Note the following about the Industrial Revolution:

1.   The Industrial Revolution is mostly associated with one mass-production industry, textile manufacture, more specifically, cotton textile spinning.   Wool spinning, a more difficult process, and other manufacturing processes were mechanized later.

2.   The Industrial Revolution did not originate in the United States; it was transferred there from Great Britain in 1790 for the first time by Samuel Slater, whose intimate knowledge of British spinning machinery enabled him and his business associates (Brown Bros.) to set up a cotton spinning mill in Pawtucket, RI.   That factory was the first of many that transferred the British Industrial Revolution to America.   Meanwhile, this British system spread to other countries in Europe too.

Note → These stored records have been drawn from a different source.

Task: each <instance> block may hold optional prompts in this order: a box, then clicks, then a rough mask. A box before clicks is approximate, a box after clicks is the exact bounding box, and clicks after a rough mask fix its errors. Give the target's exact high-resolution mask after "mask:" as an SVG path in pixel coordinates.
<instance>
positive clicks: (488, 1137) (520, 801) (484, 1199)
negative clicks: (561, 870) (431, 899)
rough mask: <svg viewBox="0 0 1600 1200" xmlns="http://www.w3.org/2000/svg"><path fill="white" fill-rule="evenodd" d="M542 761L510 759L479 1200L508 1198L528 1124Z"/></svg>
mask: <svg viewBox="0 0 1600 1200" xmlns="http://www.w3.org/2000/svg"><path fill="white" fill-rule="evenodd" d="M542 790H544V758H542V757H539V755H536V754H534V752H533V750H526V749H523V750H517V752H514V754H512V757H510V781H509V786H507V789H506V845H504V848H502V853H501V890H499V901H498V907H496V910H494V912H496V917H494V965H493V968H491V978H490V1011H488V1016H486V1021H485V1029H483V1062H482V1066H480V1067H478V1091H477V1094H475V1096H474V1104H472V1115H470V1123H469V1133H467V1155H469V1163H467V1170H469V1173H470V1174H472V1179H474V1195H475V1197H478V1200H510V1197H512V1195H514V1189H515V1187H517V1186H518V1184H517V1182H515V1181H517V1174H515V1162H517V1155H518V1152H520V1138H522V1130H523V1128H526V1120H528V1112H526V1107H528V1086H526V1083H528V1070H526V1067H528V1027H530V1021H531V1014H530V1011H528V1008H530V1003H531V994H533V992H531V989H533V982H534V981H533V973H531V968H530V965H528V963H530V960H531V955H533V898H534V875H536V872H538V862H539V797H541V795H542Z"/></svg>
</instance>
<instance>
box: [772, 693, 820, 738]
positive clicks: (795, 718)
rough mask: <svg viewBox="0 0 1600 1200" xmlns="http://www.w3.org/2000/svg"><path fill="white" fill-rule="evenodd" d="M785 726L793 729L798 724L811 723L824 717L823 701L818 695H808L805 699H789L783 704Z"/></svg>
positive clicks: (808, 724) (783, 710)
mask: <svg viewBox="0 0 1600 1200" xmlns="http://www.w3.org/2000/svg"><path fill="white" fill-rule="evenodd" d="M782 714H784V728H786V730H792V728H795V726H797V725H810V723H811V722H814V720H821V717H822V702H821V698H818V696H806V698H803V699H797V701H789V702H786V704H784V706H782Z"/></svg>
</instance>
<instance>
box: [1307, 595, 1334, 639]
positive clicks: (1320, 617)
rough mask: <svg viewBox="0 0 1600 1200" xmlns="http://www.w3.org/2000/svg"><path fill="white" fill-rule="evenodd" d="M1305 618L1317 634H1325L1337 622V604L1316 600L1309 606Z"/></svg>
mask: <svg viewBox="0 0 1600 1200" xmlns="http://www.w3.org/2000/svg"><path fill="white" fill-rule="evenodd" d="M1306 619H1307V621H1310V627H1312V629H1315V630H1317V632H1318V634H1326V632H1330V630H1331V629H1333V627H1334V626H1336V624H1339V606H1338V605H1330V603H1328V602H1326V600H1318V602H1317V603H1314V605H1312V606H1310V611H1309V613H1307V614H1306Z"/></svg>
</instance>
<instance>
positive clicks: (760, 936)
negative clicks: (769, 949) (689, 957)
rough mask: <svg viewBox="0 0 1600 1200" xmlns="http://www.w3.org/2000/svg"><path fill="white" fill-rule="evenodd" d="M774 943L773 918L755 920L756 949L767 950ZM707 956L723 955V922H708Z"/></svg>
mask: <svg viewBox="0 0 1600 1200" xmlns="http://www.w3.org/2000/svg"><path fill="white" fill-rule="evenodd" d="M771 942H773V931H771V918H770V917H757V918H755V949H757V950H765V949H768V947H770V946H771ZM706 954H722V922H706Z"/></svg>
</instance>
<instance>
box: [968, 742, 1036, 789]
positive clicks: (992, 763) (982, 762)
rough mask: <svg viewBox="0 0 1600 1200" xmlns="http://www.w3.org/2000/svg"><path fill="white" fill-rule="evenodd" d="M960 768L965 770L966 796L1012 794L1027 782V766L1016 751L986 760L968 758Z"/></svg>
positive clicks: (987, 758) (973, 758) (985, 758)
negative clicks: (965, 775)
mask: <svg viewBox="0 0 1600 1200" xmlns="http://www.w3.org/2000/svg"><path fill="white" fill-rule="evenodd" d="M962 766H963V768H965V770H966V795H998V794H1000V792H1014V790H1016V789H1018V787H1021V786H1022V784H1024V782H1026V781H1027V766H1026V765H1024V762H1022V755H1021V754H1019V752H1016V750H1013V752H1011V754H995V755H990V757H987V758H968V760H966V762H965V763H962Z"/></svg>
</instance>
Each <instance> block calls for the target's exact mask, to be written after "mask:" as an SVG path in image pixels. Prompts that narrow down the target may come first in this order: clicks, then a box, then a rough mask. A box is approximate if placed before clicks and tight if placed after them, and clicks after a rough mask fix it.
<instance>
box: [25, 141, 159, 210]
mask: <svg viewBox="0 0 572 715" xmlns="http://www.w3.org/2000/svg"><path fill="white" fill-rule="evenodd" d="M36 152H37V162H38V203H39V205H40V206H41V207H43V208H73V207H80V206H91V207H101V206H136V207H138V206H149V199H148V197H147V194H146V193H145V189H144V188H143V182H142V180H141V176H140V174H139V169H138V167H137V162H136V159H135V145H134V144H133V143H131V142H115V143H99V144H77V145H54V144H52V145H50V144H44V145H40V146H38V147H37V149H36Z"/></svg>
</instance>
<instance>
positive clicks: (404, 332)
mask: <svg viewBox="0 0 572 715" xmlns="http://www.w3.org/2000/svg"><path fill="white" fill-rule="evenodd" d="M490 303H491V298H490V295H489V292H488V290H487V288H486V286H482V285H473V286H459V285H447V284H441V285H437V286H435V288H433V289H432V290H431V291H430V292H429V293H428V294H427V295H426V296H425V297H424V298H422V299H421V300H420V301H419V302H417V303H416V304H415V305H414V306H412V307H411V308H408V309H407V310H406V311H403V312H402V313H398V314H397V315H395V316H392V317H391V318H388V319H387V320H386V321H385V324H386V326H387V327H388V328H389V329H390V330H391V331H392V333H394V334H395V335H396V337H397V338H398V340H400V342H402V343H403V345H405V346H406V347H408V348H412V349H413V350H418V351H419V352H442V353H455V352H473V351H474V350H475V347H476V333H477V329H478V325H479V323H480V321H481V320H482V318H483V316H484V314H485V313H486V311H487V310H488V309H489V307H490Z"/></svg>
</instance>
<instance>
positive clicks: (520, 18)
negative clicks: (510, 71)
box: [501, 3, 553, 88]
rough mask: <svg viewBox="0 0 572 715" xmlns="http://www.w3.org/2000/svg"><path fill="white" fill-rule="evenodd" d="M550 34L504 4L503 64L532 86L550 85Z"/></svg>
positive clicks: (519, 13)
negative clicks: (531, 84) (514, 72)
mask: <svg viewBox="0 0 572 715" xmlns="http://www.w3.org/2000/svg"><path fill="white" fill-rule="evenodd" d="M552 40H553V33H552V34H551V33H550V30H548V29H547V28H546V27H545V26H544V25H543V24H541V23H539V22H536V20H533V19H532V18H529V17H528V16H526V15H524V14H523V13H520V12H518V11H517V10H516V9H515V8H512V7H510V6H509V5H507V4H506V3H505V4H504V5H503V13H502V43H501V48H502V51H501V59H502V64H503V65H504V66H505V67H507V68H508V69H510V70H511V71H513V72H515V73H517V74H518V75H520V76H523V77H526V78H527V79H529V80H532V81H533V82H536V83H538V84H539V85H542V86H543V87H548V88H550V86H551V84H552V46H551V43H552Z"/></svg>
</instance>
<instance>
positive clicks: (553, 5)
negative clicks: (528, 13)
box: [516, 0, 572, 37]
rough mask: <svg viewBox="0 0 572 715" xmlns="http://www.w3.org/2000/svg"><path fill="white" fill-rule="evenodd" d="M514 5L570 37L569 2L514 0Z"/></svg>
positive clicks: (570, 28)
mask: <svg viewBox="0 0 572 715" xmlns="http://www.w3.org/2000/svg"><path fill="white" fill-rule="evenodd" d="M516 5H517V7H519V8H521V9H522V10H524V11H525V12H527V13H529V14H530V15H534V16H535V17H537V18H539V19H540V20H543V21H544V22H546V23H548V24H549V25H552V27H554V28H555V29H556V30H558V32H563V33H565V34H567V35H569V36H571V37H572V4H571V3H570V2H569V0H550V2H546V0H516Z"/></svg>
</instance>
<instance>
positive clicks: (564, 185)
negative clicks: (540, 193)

The industrial changes described above that comprised the British Industrial Revolution were not transferred immediately to the U.S. in spite of the considerable trade with the British-American colonies (after July 2, 1776, independent states) because of Great Britain's mercantile policies and laws that prohibited the transfer of technology outside Great Britain.   These laws promoted raw material imports of lesser value and manufactured exports of greater value to promote a favorable balance of trade that protected British manufacturers and also enhanced the accumulation of gold and silver in Great Britain which could then be used to build a stronger economy, military and government.   After March 4, 1789, when the states were joined by a constitution, individuals were encouraged by the state and federal governments to compete freely among themselves and with foreigners.   Since much of the mechanization knowledge lay in Europe, American entrepreneurs sought its transfer to the U.S. by hook or crook.   After the first successful spinning mill was opened in Pawtucket, it spread throughout New England and into other northern states.   Soon, other textiles, such as wool, silk, linen, and horsehair were made using similar machinery and steam or water power for weaving as well as spinning.     In the early 20th Century, when electrical power became widespread, much cotton textile manufacture moved from the northern to the southern United States or overseas where labor was cheaper.   Also, the successes in textile manufacture were adopted by other industries, such as food processing, printing, and the manufacture of automobile, paper and steel, so that by the late 20th Century, just about every industry in America and Europe was mechanized.   The effects of the Industrial Revolution continue around the world today.